Mémoires sur les coutumes du Cambodge

Extraits du récit de Tcheou Ta-Kouan (1296)

Texte intégral du Mémoire


LES JOYEUSES ACCOUCHÉES

La nouvelle accouchée fait cuire du riz, le roule dans du sel et se l'applique aux parties sexuelles. Après un jour et une nuit elle le retire. Par là, la grossesse n'a pas de suites fâcheuses et la femme garde l'air d'une jeune fille. [...] On dit aussi que les femmes de ce pays sont très lascives. Un ou deux jours après l'accouchement, elles s'unissent à leur mari. Si le mari ne répond pas à leurs désirs, il est abandonné. Si le mari se trouve appelé par quelque affaire lointaine, cela va bien pour quelques nuits. Mais passé une dizaine de nuits, sa femme ne manque pas de dire : " Je ne suis pas un esprit ,· comment pourrais-je dormir seule ? " Voilà jusqu'où va leur dépravation.
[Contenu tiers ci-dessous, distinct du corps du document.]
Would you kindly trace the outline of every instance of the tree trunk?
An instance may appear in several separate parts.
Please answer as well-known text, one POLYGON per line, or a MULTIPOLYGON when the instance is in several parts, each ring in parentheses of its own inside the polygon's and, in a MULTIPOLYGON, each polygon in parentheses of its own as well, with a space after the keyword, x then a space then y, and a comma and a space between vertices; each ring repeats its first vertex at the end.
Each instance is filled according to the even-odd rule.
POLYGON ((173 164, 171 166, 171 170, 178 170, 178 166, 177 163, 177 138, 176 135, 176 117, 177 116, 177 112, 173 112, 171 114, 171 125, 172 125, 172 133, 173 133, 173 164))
LE BAISER DE LA FEMME SERPENT

J'ai entendu dire qu'à l'intérieur du palais il y avait beaucoup d'endroits merveilleux ; mais les défenses sont très sévères et il est impossible d'y pénétrer.
Dans le palais, il y a une tour d'or au sommet de laquelle couche le roi. Tous les indigènes prétendent que dans la tour il y a l'âme d'un serpent à neuf têtes, maître du sol de tout le royaume. Il apparaît toutes les nuits sous la forme d'une femme. C'est avec lui que le souverain couche d'abord et s'unit.
Même les premières femmes du roi n'oseraient entrer. Il sort à la deuxième veille, et peut aussitôt dormir avec ses femmes et concubines. Si, une nuit, l'âme de ce serpent n'apparaît pas, c'est que le moment de la mort du roi est venu.

EPOUSES ET CONCUBINES

Les habitants sont grossiers et très noirs. [...] Il faut arriver jusqu'aux personnes du palais et aux femmes des maisons nobles pour en trouver beaucoup de blanches comme le jade, ce qui doit venir de ce qu'elles ne voient jamais les rayons du soleil. En général, les femmes comme les hommes ne portent qu'un morceau d'étoffe qui leur entoure les reins, laissent découverte leur poitrine blanche comme le lait, se font un chignon et vont nu-pieds ; il en est ainsi même pour les épouses du souverain. Le souverain a cinq épouses, une de l'appartement privé proprement dit, et quatre pour les quatre points cardinaux. Quant aux concubines et aux filles du Palais, j'ai entendu parler d'un chiffre de trois mille à cinq mille, divisées en plusieurs classes, mais elles franchissent rarement leur seuil. Pour moi, Chaque fois que je pénétrai au palais, je vis le prince sortir avec sa première épouse et s'asseoir à la fenêtre d'or de l'appartement privé. [...] Dans ce pays, il y a de nombreux mignons qui tous les jours errent par groupes de plus de dix sur la place du marché. Constamment, ils cherchent à attirer des Chinois, contre de riches cadeaux.
C'est hideux, c'est indigne.

LE BONZE ET LES VIERGES

Les parents qui ont une fille font en général cette prière : " Puisses-tu être désirée par les hommes ! Puissent cent et mille époux te demander en mariage ! " (PELLIOT écrivit dans sa première version: "Puisses tu dans l'avenir devenir la femme de cent et de mille maris" . On peut penser qu'il avait déjà expurgé le texte original). Entre sept et neuf ans pour les filles riches, pour les pauvres parfois pas avant onze ans, on charge un prêtre bouddhiste ou taoïste de les déflorer. [...] J'ai entendu dire que, le moment venu, le bonze entre dans l'appartement avec la jeune fille ; il la déflore avec sa main et trempe ensuite sa main dans du vin.
On dit que le père et la mère, les parents et les voisins s'en marquent ensuite tous le front ; on dit aussi qu'ils le goûtent. Les uns prétendent encore que le bonze s'unit réellement à la jeune fille, les autres que non. C'est que les Chinois ne sont pas facile ment témoins de ces choses ; aussi n'en sait-on pas l'exacte vérité. Quand le jour va poindre, on reconduit le bonze avec palanquins, parasols et musique. Il faut ensuite racheter la jeune fille au bonze par des présents d'étoffes et de soieries ; sinon, elle serait à jamais sa propriété et ne pourrait épouser personne d'autre.